AI Technical Summary

Problems solved by technology

However, this specific treatment also has certain limitations. It cannot detect the growth of tumors in the body, and cannot grasp the dosage

Method used

the structure of the environmentally friendly knitted fabric provided by the present invention; figure 2 Flow chart of the yarn wrapping machine for environmentally friendly knitted fabrics and storage devices; image 3 Is the parameter map of the yarn covering machine
View more

Image

Smart Image Click on the blue labels to locate them in the text.
Viewing Examples
Smart Image
  • Nanogold-plugged mesoporous silicon controlled release system
  • Nanogold-plugged mesoporous silicon controlled release system
  • Nanogold-plugged mesoporous silicon controlled release system

Examples

Experimental program
Comparison scheme
Effect test

Embodiment 1

[0061] A method for preparing a nano-gold plugged mesoporous silicon drug controlled release system, specifically comprising the following steps:

[0062] 1. Preparation of near-infrared emitting carbon dot nanoparticles (CDs):

[0063] Weigh 0.6g of glutathione and 19.4g of formamide, mix them ultrasonically for 30min, add them into a 50mL polytetrafluoroethylene liner, put them into a 50mL polytetrafluoroethylene autoclave, and react at 160°C for 10h. After it cools naturally, dilute the above product with 20mL deionized water, and then dialyze with a dialysis bag with a molecular weight of 3500 for two days, then filter the product with a 0.22 micron microporous membrane, and finally spin evaporate the product under vacuum at 60°C After drying for 12 hours, near-infrared emitting carbon dots were obtained.
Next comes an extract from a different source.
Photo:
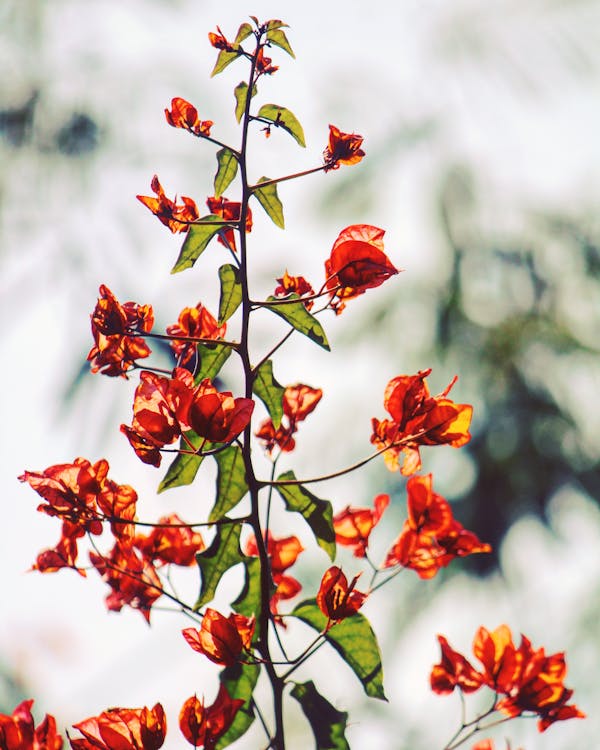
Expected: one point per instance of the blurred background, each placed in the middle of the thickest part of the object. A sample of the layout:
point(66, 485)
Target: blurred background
point(481, 127)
[0064] Depend on figure 1 It can be seen that the near-infrared carbon dots have a particle size range of 3-5 nm and are uniformly dispersed nanospheres. Depend on ...

Embodiment 2

[0082] A method for preparing a nano-gold plugged mesoporous silicon drug controlled release system, specifically comprising the following steps:

[0083] 1. Prepare near-infrared emitting carbon dot nanoparticles (CDs): same as Example 1;

[0084] 2. Preparation of silylated carbon dot nanoparticles (CDs-IPTS): same as Example 1;

[0085] 3. Preparation of mesoporous silicon nanoparticles wrapped with carbon dots (CDs@MSNs):

[0086] After dissolving 3.5 mg of CDs-IPTS prepared in step 2 in 4 mL of deionized water, ultrasonically mixed with 1.5 mL of tetraethylorthosilicate (TEOS) to obtain a mixed solution;

[0087] Separately weigh 0.5g of cetyltrimethylammonium chloride (CTAC), measure 180 microliters of triethylamine (TEA), dissolve it in 20mL of deionized water, raise the temperature to 80°C while stirring, and slowly add the above The mixed solution was condensed and refluxed at 80°C for 1 h. After the reaction, 100 mL of ethanol was added, and then centrifuged (10,00...

Embodiment 3

[0096] A preparation method of a nano-gold plugged mesoporous silicon drug controlled release system, specifically comprising the following steps

[0097] 1. Prepare near-infrared emitting carbon dot nanoparticles (CDs): same as Example 1;

[0098] 2. Preparation of silylated carbon dot nanoparticles (CDs-IPTS): same as Example 1;

[0099] 3. Preparation of mesoporous silicon nanoparticles (CDs@MSNs) wrapped with carbon dots: the same as in Example 2;

[0100] 4. Preparation of amino-functionalized carbon-dot mesoporous silicon nanoparticles (CDs@MSNs-NH 2 ):

[0101] Weigh 200mg of CDs@MSNs and dissolve in 100mL of ethanol, add 1.8mL of 3-aminopropyltriethoxysilane (APTES) after ultrasonic dispersion, reflux at 50°C for 12h, and then centrifuge (10000rpm / min×10min) to precipitate , washed with deionized water and ethanol three times repeatedly, and then freeze-dried for later use.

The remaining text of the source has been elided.